The researchers argue that the time for a national conversation about possible regulation of polygenic embryo screening is now. They note that their survey about a complex technology that is only briefly described is not a substitute for the considered judgments that should emerge from such a sustained national conversation about the expected outcomes and risks of screening embryos for polygenic traits. It is not clear, for instance, whether the same people would still want to use that service if they were more fully informed about it.
Previous research by some of the same authors, published in the New England Journal of Medicine, described the limitations of polygenic screening, warning that patients and even IVF clinicians may form the mistaken impression that the technology is more effective and less risky than it is.

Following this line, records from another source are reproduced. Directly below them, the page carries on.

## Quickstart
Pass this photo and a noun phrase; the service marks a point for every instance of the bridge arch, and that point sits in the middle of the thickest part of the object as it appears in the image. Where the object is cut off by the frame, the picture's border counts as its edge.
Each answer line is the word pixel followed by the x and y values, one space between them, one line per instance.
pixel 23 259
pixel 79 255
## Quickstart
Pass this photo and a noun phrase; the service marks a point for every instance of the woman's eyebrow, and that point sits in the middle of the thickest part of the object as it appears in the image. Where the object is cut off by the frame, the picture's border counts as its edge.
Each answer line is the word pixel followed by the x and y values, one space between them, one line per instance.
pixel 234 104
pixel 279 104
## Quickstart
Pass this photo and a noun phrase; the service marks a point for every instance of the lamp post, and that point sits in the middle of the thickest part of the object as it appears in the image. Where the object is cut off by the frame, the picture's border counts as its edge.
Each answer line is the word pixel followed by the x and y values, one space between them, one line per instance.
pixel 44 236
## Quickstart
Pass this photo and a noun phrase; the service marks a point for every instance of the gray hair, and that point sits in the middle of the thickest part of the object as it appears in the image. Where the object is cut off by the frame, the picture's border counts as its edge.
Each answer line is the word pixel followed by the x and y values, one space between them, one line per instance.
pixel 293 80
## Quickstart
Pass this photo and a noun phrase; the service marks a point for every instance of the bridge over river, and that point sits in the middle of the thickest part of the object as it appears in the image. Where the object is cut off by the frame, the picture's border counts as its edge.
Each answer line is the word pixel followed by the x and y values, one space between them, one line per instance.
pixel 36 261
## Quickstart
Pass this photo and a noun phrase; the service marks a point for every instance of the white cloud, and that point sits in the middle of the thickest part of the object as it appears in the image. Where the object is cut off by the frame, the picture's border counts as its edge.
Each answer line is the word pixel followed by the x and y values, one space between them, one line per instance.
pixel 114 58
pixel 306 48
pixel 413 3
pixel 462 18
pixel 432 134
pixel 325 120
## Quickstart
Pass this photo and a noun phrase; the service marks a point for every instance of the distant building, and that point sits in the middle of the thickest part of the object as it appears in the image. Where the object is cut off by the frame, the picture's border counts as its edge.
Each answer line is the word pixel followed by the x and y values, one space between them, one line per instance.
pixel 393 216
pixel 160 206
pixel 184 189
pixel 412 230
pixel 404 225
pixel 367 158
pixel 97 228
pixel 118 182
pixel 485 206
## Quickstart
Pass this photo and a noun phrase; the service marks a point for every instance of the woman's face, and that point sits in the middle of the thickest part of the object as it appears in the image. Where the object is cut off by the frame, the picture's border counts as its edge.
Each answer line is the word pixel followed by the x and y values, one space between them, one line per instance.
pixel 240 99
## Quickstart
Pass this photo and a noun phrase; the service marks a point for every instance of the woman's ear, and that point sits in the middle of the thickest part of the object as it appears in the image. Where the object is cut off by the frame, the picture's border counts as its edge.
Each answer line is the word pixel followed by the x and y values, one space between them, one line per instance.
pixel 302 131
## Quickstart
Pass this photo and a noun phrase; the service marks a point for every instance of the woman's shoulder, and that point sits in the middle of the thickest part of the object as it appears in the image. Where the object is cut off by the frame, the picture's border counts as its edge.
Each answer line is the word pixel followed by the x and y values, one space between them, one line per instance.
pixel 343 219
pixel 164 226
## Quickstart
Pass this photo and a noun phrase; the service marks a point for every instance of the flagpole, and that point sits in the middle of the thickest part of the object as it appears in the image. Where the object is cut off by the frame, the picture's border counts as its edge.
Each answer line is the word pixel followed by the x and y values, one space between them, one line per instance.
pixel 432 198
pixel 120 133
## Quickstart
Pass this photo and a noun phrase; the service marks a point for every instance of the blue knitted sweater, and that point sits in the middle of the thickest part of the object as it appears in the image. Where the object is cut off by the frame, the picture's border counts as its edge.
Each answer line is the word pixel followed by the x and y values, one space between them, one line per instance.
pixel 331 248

“Polygenic indexes are already only weak predictors for most individual adult outcomes, especially for social and behavioral traits, and there are several factors that lower their predictive power even more in the context of embryo selection,” said senior author Patrick Turley, Ph.D., assistant research professor of economics at the USC Dornsife College of Letters, Arts and Sciences. “Polygenic indexes are designed to work in a different setting than an IVF clinic. These weak predictors will perform even worse when used to select embryos.”
Assessments of the predictive power of polygenic indexes typically assume very similar environments for the generation from which the genetic information was collected and the generation born as a result of polygenic screening. An embryo selected via this technology may face a very different environment as an adult, which may lower predictive power. In addition, because biobanks disproportionately enroll people with predominantly European genetic ancestries, most of today’s polygenic indexes are less predictive for people of other genetic ancestries.
“There is—rightly—a lot of concern among scholars, including us, that companies and IVF clinics that use polygenic embryo screening could intentionally or unintentionally exaggerate its likely impact,” said Michelle N. Meyer, Ph.D., J.D., associate professor and chair of the Department of Bioethics and Decision Sciences at Geisinger and first author of the article. “But in this study, we stipulated a realistic effect—that each service would increase the odds of having a child who attends a top-100 college by 2 percentage points, from 3% to 5% odds—and lots of people are still interested.”
This research was supported by the National Institutes of Health, Open Philanthropy, and the Pershing Square Fund for Research on the Foundations of Human Behavior.
The authors are Michelle N. Meyer, Ph.D., J.D., Geisinger; Tammy Tan, National Bureau of Economic Research; Daniel J. Benjamin, Ph.D., UCLA; David Laibson, Ph.D., Harvard University; and Patrick Turley, Ph.D., USC Dornsife College of Letters, Arts and Sciences.